By the way, all countries restrict immigration, and all countries have deportation laws. In fact, in some European countries, law enforcement agents are permitted to stop anyone and ask for identification papers.
But French-the-Ardent-Constitutionalist describes those who believe immigration laws matter and border scofflaws ought to return to their own countries as demonstrating “incomplete” or “selective” empathy.
It was obvious from the beginning of the segment in which Allie confronted him about his criticism of her book that French was uncomfortable. In his defensiveness, he posited perhaps his dumbest argument. He tried to imbue his plea for “empathy” with a degree of gravitas by arguing “So, there’s emotional components to empathy for sure. No question about it. But there’s also intellectual components to empathy.”
He continues:
There’s … physical practice components to empathy. It’s a pretty broad concept, and it’s actually pretty difficult. Like to do it well is pretty difficult. And … I don’t want people to think of empathy as just an emotion. … And so, [empathy] has to be really pulled out of that emotional context because it is an intellectual practice as well, a very important intellectual practice. And often it’s the intellect that precedes the emotion because it’s the intellectual practice that allows you to imagine … and then also … provides you with opportunities to try to think about how can I understand better.
He was definitely blowing smoke or maybe smoking something. If Jack Handey and Professor Irwin Corey had a baby, it would be David French.
Near as I can tell, he was saying empathy is so much more than an emotional experience because one must use one’s mind to imagine or comprehend. But everything we perceive, feel, or imagine is processed through our minds. That doesn’t make everything an “intellectual” practice. Experiencing empathy is not difficult, nor is empathy preceded by any intellectual exercise of reasoning or logic.
But most important, French, caught with his short pants down, is trying to change Allie’s argument about “toxic empathy” to make his criticism seem sound. Her argument is simple: When empathy leads to the abandonment of truth and virtue, it becomes destructive.

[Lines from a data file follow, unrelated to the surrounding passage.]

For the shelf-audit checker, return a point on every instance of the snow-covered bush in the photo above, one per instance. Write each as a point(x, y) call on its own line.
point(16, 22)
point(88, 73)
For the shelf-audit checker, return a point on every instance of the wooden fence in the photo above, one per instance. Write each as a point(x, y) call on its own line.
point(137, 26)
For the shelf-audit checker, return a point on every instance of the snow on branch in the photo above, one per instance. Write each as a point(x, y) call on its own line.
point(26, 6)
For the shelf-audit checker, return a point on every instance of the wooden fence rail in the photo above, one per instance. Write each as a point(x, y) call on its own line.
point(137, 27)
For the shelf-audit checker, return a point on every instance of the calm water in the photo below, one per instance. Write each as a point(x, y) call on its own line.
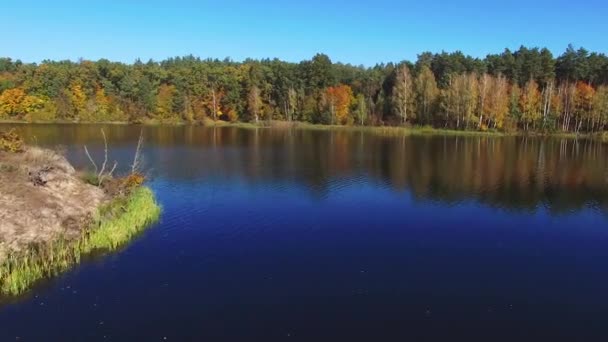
point(318, 235)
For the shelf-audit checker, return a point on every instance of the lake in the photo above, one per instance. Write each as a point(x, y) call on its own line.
point(277, 234)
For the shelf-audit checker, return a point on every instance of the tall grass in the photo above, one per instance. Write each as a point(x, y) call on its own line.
point(114, 224)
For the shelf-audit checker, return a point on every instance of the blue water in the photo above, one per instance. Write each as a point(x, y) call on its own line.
point(314, 236)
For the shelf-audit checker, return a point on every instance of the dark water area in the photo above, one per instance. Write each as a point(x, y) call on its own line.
point(307, 235)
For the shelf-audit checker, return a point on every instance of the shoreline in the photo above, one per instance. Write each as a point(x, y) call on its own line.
point(381, 130)
point(114, 224)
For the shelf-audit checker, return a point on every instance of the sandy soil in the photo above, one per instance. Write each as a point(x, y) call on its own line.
point(41, 198)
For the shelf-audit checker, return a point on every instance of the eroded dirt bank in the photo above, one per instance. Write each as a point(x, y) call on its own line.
point(42, 198)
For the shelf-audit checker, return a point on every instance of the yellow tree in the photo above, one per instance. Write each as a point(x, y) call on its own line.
point(583, 103)
point(164, 101)
point(339, 100)
point(78, 98)
point(529, 103)
point(426, 93)
point(403, 100)
point(254, 103)
point(15, 103)
point(498, 101)
point(600, 106)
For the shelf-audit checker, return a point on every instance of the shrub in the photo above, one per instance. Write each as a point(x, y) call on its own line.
point(11, 142)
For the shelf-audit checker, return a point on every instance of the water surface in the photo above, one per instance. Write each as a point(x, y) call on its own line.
point(307, 235)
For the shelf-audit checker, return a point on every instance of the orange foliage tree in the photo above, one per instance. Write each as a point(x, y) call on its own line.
point(339, 100)
point(15, 103)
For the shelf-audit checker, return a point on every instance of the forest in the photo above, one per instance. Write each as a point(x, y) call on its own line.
point(528, 89)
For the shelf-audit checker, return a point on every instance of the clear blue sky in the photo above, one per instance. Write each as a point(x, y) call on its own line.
point(356, 32)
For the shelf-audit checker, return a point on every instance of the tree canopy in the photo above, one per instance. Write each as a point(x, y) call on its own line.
point(525, 89)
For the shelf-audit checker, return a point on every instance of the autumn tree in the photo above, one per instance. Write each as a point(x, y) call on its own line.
point(254, 102)
point(583, 102)
point(339, 99)
point(426, 93)
point(497, 103)
point(403, 100)
point(16, 103)
point(530, 104)
point(164, 101)
point(361, 111)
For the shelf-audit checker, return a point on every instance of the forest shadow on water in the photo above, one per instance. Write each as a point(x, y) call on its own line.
point(303, 234)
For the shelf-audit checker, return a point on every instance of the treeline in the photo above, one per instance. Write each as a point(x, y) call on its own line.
point(527, 89)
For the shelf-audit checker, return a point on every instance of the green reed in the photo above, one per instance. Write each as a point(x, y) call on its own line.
point(114, 224)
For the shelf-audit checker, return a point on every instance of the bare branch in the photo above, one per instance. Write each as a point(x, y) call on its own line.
point(136, 159)
point(86, 151)
point(105, 157)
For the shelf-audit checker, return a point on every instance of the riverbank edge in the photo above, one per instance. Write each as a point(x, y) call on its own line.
point(380, 130)
point(114, 224)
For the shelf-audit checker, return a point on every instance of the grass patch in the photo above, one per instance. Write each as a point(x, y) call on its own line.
point(114, 224)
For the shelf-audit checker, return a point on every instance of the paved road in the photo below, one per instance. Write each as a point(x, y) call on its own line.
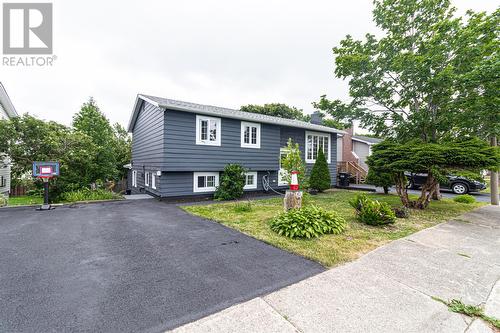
point(387, 290)
point(480, 196)
point(133, 266)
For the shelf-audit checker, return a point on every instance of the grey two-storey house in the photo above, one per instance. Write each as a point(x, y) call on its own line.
point(180, 148)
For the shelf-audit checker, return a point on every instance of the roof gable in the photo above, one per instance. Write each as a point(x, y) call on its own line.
point(7, 103)
point(366, 139)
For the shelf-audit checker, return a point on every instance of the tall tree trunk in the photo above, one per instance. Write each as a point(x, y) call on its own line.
point(428, 191)
point(400, 181)
point(494, 178)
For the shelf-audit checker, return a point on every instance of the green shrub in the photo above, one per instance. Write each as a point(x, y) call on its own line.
point(3, 200)
point(88, 195)
point(358, 201)
point(308, 222)
point(401, 212)
point(231, 183)
point(320, 174)
point(243, 207)
point(372, 212)
point(380, 179)
point(464, 198)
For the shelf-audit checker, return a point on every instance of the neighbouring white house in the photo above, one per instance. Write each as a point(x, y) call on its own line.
point(7, 111)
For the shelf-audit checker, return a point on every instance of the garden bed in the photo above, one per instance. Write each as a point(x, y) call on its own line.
point(329, 250)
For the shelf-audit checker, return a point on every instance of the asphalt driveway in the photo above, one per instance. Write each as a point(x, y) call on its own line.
point(127, 267)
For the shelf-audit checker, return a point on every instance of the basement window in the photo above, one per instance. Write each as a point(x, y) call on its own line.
point(205, 181)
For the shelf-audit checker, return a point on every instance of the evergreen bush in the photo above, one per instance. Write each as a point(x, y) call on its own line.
point(231, 183)
point(372, 212)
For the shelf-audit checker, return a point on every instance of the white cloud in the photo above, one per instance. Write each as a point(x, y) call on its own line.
point(225, 53)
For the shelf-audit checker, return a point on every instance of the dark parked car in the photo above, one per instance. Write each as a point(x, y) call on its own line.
point(458, 184)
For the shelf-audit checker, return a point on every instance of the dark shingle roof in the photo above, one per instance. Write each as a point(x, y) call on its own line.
point(228, 113)
point(366, 139)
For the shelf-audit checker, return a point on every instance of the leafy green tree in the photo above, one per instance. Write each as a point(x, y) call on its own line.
point(276, 110)
point(28, 139)
point(436, 160)
point(93, 123)
point(380, 179)
point(477, 64)
point(231, 183)
point(400, 84)
point(293, 162)
point(320, 174)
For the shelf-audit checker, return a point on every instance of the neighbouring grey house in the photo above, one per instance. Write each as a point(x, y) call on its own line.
point(180, 148)
point(7, 111)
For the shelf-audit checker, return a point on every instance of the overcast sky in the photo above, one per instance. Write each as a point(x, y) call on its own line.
point(224, 53)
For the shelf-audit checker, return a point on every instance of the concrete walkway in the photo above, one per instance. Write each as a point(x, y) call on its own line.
point(387, 290)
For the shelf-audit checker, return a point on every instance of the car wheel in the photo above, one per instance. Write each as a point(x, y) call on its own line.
point(460, 188)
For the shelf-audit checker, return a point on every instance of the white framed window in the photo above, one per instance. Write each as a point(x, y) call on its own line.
point(134, 178)
point(314, 142)
point(250, 135)
point(282, 173)
point(250, 180)
point(208, 130)
point(205, 181)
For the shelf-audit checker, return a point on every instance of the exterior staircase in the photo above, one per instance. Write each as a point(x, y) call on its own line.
point(356, 170)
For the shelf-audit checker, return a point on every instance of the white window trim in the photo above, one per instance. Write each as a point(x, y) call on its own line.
point(153, 180)
point(282, 173)
point(250, 145)
point(254, 185)
point(196, 189)
point(328, 158)
point(199, 141)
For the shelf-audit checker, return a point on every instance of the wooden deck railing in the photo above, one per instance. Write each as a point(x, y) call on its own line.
point(356, 170)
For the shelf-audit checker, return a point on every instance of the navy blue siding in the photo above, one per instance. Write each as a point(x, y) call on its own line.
point(147, 143)
point(183, 154)
point(166, 141)
point(175, 184)
point(147, 147)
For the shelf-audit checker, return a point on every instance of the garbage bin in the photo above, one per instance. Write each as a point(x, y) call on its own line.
point(344, 179)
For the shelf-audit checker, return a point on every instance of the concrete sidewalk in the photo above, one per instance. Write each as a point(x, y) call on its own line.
point(387, 290)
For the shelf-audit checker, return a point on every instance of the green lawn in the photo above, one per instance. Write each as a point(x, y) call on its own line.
point(24, 200)
point(330, 250)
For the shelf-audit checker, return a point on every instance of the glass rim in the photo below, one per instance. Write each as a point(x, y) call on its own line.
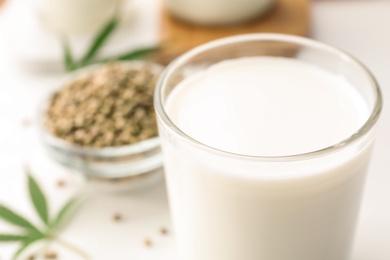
point(357, 135)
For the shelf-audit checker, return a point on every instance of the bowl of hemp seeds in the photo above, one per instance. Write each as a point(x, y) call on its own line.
point(100, 122)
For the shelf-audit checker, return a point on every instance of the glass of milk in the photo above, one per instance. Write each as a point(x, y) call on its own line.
point(266, 141)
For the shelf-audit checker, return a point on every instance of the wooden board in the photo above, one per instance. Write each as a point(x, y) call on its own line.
point(287, 16)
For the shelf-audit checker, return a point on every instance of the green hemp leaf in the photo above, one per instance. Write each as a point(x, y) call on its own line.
point(30, 233)
point(102, 36)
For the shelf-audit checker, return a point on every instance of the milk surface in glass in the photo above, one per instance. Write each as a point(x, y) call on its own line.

When we vicariously identify so closely with the feelings of others that we subordinate truth and principle to the sinful or disordered feelings of another person, we have left the world of compassion and charity and descended into toxic empathy.
I’ll conclude with just one more tidbit of idiocy from French.
Allie asked him why he refers to his cross-dressing colleague at The Dispatch, Brian Riedl, by the female pronoun “she.” Riedl is a married father of two who now pretends to be a woman and adopted the transonym “Jessica.”
French responded, “I’m definitely not going to go out of my way to call Jessica ‘he.’ I’m … going to use names … because I want to be kind to people. But I also don’t want to say things that … I don’t believe to be true.”
Using true pronouns is not unkind or “going out of one’s way” to be unkind.
Using a distinctly female name when referring to a man is affirming a falsehood. Further, avoiding the natural use of pronouns altogether constitutes going out of one’s way to affirm that falsehood.
After listening to this interview, it’s hard to believe French has achieved such a pinnacle of success. I guess intellectually incoherent arguments and obfuscation can take people far in life.